16. Daytona, Volusia County.—In 1916 (Florida Geol. Surv., vol. VIII, p. 105), Doctor Sellards stated that he had obtained from marl-pits worked at this place for road materials a proboscidean tusk and a rib of a whale, probably of the genus Balænoptera. At the same place had been found a tooth of Elephas columbi.
17. De Land, Volusia County.—At this place was obtained the dolphin skull which Sellards described as Globicephalus bæreckeii (Florida Geol. Surv., vol. VIII, p. 107, plate XIV). It was found embedded in sand at a depth of 10 feet. This sand overlies marls which are regarded as Pliocene or Miocene. Sellards believed that the sands belonged to the Pleistocene. It is not improbable that the marls pertain to the Pleistocene of the first glacial time.
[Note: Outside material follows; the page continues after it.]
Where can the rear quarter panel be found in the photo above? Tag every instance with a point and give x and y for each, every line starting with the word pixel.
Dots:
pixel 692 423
FINDS OF PLEISTOCENE PINNIPEDIA IN EASTERN NORTH AMERICA.
(Map [2].)
GRINNELL LAND.
Dumbbell Harbor.—In 1877 (Ann. Mag. Nat. Hist., ser. 4, vol. XX, p. 488), Fielden published a paper on the Post-Tertiary beds of Grinnell Land and north Greenland. Fielden and De Rance reported on the same subject in 1878 (Quart. Jour. Geol. Soc. Lond., vol. XXXIV, p. 566). In beds having an elevation of 400 feet, in latitude 82° 30′, there were obtained meager remains of Phoca hispida and Ovibos moschatus. In latitude 82° 25′ were secured remains of Rangifer tarandus, Ovibos moschatus, and Phoca barbata. The invertebrate fauna was found to be identical with that existing there to-day. If the beds are of Pleistocene age, as the elevation appears to indicate, they may be referred to the Late Wisconsin.
NOVA SCOTIA.
1. Sable Island.—In the collection of the Philadelphia Academy there is a walrus skull which was sent to the Academy from Sable Island about 1871. According to Rhoads (Proc. Phila. Acad., 1898, p. 197), Leidy regarded this skull as that of a recent individual; but Rhoads states that “the specimen is of precisely the same nature in color, texture, and specific gravity as the larger fossil specimen which Leidy described and figured in the Philosophical Transactions and which came from the beach at Long Branch, New Jersey.” He thinks that it had been derived from an ancient raised sea-beach. This does not appear to be at all improbable.
NEW BRUNSWICK.
2. Fairville, Charlotte County.—In 1879 (Geol. Surv. Canada, Rep. for 1877–8, EE, p. 23), Dr. G. F. Matthew reported the discovery of a skeleton of Phoca grœnlandica near Fairville, at the mouth of St. John River, New Brunswick. The fore limbs and several vertebræ were missing. The skeleton was afterwards destroyed in a fire at St. John. The bones were found at a depth of about 25 feet, in the lower Leda clay.